Pour prévenir ou faire cesser une atteinte à l'environnement dont il n'est pas sérieusement contestable qu'elle trouve sa cause dans l'action ou la carence de l'autorité publique, le juge des référés peut, en cas d'urgence, être saisi soit sur le fondement de l'article L. 521-1 du code de justice administrative ou, le cas échéant, sans qu'aucune condition d'urgence ne soit requise, sur le fondement des articles L. 122-2 et L. 123-16 du code de l'environnement, afin qu'il ordonne la suspension de la décision administrative, positive ou négative, à l'origine de cette atteinte, soit sur le fondement de l'article L. 521-3 du code de justice administrative, afin qu'il enjoigne à l'autorité publique, sans faire obstacle à l'exécution d'une décision administrative, de prendre des mesures conservatoires destinées à faire échec ou à mettre un terme à cette atteinte.

La Haute Juridiction a ensuite reconnu l’intégration du « droit de chacun de vivre dans un environnement équilibré et respectueux de la santé » dans le champ du référé-liberté, avant de rappeler dans le détail les critères qui définissent le champ d’application de cette procédure :

Le droit de chacun de vivre dans un environnement équilibré et respectueux de la santé, tel que proclamé par l'article premier de la Charte de l'environnement, présente le caractère d'une liberté fondamentale au sens de l'article L. 521-2 du code de justice administrative.

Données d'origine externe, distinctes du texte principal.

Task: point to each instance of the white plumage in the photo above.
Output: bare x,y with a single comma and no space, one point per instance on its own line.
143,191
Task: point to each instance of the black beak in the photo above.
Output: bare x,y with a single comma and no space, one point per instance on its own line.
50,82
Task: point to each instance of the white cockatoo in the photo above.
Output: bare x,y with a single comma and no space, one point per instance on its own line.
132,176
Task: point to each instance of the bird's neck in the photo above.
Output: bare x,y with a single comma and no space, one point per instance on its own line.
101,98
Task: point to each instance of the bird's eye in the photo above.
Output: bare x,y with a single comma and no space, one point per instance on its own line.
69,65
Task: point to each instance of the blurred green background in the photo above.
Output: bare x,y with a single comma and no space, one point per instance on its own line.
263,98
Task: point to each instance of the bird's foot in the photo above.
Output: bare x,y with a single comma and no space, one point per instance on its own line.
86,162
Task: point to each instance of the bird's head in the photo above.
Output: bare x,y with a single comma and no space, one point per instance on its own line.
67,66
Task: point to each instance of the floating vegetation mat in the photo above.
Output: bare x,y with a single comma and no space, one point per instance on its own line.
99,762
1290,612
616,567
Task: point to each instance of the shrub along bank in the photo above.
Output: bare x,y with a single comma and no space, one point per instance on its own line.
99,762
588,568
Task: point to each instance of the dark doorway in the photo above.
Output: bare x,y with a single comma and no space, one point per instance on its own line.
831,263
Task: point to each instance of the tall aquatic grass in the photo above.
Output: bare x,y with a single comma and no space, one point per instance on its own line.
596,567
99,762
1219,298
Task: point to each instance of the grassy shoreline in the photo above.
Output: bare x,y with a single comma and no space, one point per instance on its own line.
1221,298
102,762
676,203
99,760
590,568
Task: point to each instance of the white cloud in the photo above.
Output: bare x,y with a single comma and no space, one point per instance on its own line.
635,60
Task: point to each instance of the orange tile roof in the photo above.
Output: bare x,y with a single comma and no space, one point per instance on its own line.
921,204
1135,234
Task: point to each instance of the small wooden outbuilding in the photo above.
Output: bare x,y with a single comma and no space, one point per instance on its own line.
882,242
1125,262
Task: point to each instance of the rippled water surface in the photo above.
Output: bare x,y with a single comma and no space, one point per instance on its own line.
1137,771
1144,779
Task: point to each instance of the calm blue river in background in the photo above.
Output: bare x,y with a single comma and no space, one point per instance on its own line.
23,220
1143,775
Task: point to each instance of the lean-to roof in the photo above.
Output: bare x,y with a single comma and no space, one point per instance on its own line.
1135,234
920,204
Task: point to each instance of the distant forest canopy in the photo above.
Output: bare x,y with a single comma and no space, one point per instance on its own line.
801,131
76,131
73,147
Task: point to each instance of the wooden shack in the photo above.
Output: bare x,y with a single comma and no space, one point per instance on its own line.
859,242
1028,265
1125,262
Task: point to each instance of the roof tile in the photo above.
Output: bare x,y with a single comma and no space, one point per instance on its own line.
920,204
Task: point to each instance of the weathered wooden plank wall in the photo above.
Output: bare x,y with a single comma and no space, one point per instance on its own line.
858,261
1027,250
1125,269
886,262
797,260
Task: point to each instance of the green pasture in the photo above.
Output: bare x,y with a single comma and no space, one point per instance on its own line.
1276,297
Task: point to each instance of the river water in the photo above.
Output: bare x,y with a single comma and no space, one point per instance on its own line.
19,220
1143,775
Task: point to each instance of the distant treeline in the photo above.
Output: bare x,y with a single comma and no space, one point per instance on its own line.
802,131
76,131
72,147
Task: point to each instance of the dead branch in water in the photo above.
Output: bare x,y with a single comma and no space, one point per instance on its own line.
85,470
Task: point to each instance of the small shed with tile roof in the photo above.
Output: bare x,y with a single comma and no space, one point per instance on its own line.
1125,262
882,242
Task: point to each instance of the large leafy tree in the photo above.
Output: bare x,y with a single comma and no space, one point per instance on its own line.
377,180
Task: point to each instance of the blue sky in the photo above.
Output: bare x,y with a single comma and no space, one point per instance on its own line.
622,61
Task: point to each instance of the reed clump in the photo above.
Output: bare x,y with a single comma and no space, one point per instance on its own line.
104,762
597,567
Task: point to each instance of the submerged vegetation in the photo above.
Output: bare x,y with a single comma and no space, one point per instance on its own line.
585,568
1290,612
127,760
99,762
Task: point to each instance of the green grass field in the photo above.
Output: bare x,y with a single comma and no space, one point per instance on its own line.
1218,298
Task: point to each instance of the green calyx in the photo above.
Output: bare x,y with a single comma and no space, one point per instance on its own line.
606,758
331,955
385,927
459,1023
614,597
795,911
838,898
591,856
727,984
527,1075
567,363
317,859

Toute personne justifiant, au regard de sa situation personnelle, notamment si ses conditions ou son cadre de vie sont gravement et directement affectés, ou des intérêts qu'elle entend défendre, qu'il y est porté une atteinte grave et manifestement illégale du fait de l'action ou de la carence de l'autorité publique, peut saisir le juge des référés sur le fondement de cet article.

Il lui appartient alors de faire état de circonstances particulières caractérisant la nécessité pour elle de bénéficier, dans le très bref délai prévu par ces dispositions, d'une mesure de la nature de celles qui peuvent être ordonnées sur le fondement de cet article.

Dans tous les cas, l'intervention du juge des référés dans les conditions d'urgence particulière prévues par l'article L. 521-2 précité est subordonnée au constat que la situation litigieuse permette de prendre utilement et à très bref délai les mesures de sauvegarde nécessaires.

Compte tenu du cadre temporel dans lequel se prononce le juge des référés saisi sur le fondement de l'article L. 521-2, les mesures qu'il peut ordonner doivent s'apprécier en tenant compte des moyens dont dispose l'autorité administrative compétente et des mesures qu'elle a déjà prises.

Le Conseil d’Etat a toutefois considéré qu’en l’espèce, d’une part, il n’y avait pas d’urgence particulière, dès lors que la délibération autorisant les travaux d’octobre 2016, la déclaration au titre de la loi sur l’eau et l’autorisation de défrichement de décembre 2020 n’avaient pas été contestées par le couple, et d’autre part, qu’il n’y avait pas d’atteinte au droit de chacun de vivre dans un environnement équilibré et respectueux de la santé, au motif que la sensibilité du milieu naturel, notamment biologique, au projet envisagé était modérée, qu’aucun enjeu de conservation notable n’avait pu être identifié et que la nature et l’ampleur limitée des travaux avaient justifié que le préfet dispense le projet d’étude d’impact.

S’il a pour ces motifs rejeté la demande des requérants, le Juge des référés du Conseil d’État a toutefois annulé l’ordonnance du Tribunal administratif de Toulon au motif que la protection de l’environnement constituait bien une liberté fondamentale au sens de l’article L. 521-2 du code de justice administrative.